The task of securing export items is assumed by trading companies' 'resources mobilization sections.' Once they are secured through their provincial branches, 'transport and storage sections' take care of the transportation, storage and processing of export goods, while 'export sections' deal with exporting matters such as shipping and settlements. They also have 'import sections,' where, in general, goods requested by manufacturers were imported from abroad and supplied to at cost, recalls Kim Dong-jun, 48, a North Korean defector to the South who served as an export-import section chief in the North. "Favorable clients could be secured if Japanese-made daily necessaries were supplied," he added.

It's unavoidable for North Korea, which lacks exportable products, to collect and export all available natural products such as mushrooms, fish, shellfish and minerals. "Japanese traders are very specific about North Korean products they want to purchase," adds Kim. "For example, a Japanese import firm placed an order for common ice-fish living in the downstream of the Dokji River flowing between Kangwon and Hamgyong provinces."

Though little dividends go to producers, trading firms' executives and staff earn good money.
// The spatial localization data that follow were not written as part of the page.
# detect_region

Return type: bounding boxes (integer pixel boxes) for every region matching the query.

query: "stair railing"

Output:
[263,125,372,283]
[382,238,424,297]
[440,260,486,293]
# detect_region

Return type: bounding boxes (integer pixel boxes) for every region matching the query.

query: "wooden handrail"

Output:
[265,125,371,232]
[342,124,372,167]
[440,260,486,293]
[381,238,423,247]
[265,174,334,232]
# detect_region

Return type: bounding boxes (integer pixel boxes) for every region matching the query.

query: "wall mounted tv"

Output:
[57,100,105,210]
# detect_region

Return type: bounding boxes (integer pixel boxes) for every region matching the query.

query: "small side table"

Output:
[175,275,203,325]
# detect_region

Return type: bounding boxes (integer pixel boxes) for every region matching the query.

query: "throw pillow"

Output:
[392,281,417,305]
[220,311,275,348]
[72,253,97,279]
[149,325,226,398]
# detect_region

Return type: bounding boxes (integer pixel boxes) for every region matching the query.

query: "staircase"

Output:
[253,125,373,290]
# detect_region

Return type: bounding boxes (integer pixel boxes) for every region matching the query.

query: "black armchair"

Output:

Because trading activities are exposed to corruption as shown by the prevailing remarks "foreign-exchange earning is equivalent to earning imprisonment." The slightest flaw found in the tight network of mutual benefits between traders and the police, or the state security agency deals fatal blows to trading people. Trading firms' staff members are still the envy of others. It goes without saying that they don't take entitlement examinations, but are posted by seniors.
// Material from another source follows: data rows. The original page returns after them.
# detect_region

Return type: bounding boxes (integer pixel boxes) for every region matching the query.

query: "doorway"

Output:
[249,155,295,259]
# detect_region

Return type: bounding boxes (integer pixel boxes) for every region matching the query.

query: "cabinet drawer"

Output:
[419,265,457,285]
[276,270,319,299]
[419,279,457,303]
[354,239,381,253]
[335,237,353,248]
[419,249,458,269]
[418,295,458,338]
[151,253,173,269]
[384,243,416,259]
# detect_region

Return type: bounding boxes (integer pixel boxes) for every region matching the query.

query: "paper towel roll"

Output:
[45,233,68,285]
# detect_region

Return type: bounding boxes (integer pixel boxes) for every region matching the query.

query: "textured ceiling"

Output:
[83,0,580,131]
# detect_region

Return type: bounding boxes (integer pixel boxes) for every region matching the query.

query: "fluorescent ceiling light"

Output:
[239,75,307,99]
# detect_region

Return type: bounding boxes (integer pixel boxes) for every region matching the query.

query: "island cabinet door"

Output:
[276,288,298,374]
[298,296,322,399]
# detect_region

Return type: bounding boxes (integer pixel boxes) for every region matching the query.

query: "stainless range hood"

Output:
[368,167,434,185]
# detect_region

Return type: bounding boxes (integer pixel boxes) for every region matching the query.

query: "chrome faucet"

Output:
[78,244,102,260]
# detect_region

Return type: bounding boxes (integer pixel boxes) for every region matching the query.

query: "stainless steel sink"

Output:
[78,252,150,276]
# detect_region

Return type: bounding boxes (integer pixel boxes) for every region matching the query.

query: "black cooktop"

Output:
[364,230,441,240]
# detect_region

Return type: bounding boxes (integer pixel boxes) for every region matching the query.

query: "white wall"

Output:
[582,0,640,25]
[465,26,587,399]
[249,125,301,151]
Prior to the collapse of the socialism, North Korea conducted barter trade with friendly countries, based on strict "plans" issued by its Trade Ministry. With such barter trade gone with the sudden fall of Communism, and as it became impossible to import any goods without hard currencies such as the American dollar, or Japanese yen, North Korea, under the slogan of trade-first policy, mobilized its entire population for foreign exchange earning, bringing about the flourishing of trading companies. College students majoring in economics study trade norms and regulations adopted by capitalist countries.

Recently letters of credit have been allowed and accounts are settled at the Korea Trade Bank or joint financial institutions with foreign concerns, but no small quantity of illegal trading transactions take place. The expansion of marketplaces and the emergence of trading firms, large and small, in North Korea appear to represent the new economic realities of the North in the post-rationing era.